One billion people worldwide are malnourished, and around one billion live with a disability. According to UNICEF 2006, 5-6 million children under age of 5 years contribute to mortality rate because of high prevalence of malnutrition. This accounts to 10 children/ minute. Most of these disabilities weather physical or sensory like deafness, blindness, intellectual and mental health are results from the nutritional deficiency at numerous points throughout life cycle.
Therefore, disability and malnutrition go hand in hand in description of cause and contribution per se. While the Right to food mentions the right of people with disability to have physical access to adequate food and nutrition, it is insufficient dietary intake which is the main issue.
Mental retardation as well as hearing, language, visual, and behavioral disorder are often associated to neurological impairment causing dysphagia of oral, pharyngeal or esophageal phase. Disabilities places an individual at particularly high risk of nutritional deficiency inclusive of cerebral palsy, craniofacial anomalies like cleft lip and/or palate and the many genetic syndromes such as Down syndrome and Pierre Robin sequence which are associated with oral–motor feeding and swallowing problems.
Difficulty in oral phase (seen in in 93 %) affects biting (70%) cleaning behavior (70%), chewing (65%) seen in with respect to solid food. Difficulty in pharyngeal phase effects coughing, swallowing and gag reflux seen in 75 % cases.
Some 90% of children with cerebral palsy have difficulty feeding which occur within first 12 months of life. Feeding process needs special positioning to control muscle spasm as excessive food spillage leads to malnutrition as much of it is not available for nutritional needs. Additionally, children eat more slowly taking up to 2-12times longer to swallow and 16 times longer to chew as a result of which they are more prone to underfeeding and total dependency on the care taker seen in 60% disabled children. Children of Down syndrome are at increased risk of choking and developing pneumonia and 71% presented with frequent coughing and choking.
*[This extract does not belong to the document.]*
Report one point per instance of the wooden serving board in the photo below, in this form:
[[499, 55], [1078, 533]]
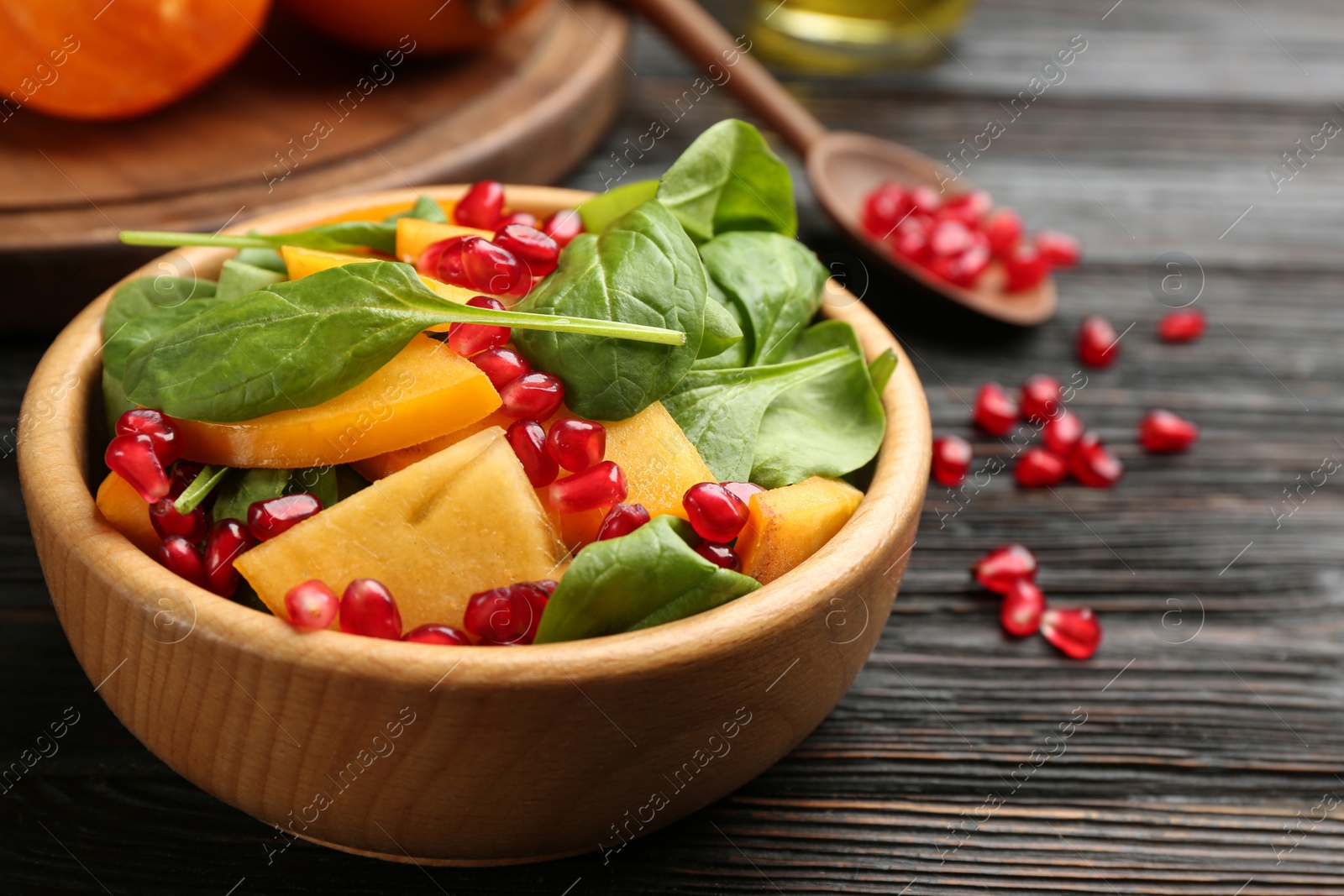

Cognitive impairment may be responsible of inability to communicate hunger or satiety, inability to request food and drink and to communicate symptom as a result, child receive less food. This is further aggravated by the stigma where disabled children receive limited resources or even not fed intentionally over child contributing to household.
Family members accounting from the lack of knowledge on how to feed may be giving only liquid diet causing severe malnutrition and in extreme cases death. Poor early growth has been found to be a contributing factor for suboptimal pelvic growth in girls and increases risk of future children having disability.
A combination of macro and micronutrient malnutrition seen in iron, selenium, iodine, carnitine deficiency are results of tube feeding impairing cognitive, behavioral, and emotional development. Children who are tube fed develop nutrition deficiency as the formula taken is beneficial only when adequate volumes are consumed meeting their daily age-related requirement.
Low maternal folate is associated with neural tube defect. Antiepileptic drugs are found to have catabolic effects on vitamin synthesis causing hypovitaminosis D and subsequent hyperthyroidism. This decreases bone density and increases risk of fracture especially in cerebral palsy. As many as 250,000 to 500,000 children became blind as a results of Vitamin A deficiency.
Nutritional assessment is fundamental to understand underlying disease, level of motor and cognitive impairment and severity of gastro intestinal disorder. In recent years emphasis has been given to link malnutrition to disability. There should be adequate inflow of data and coordinated program so that nutrition services can mitigate disability and disability program improve nutrition simultaneously.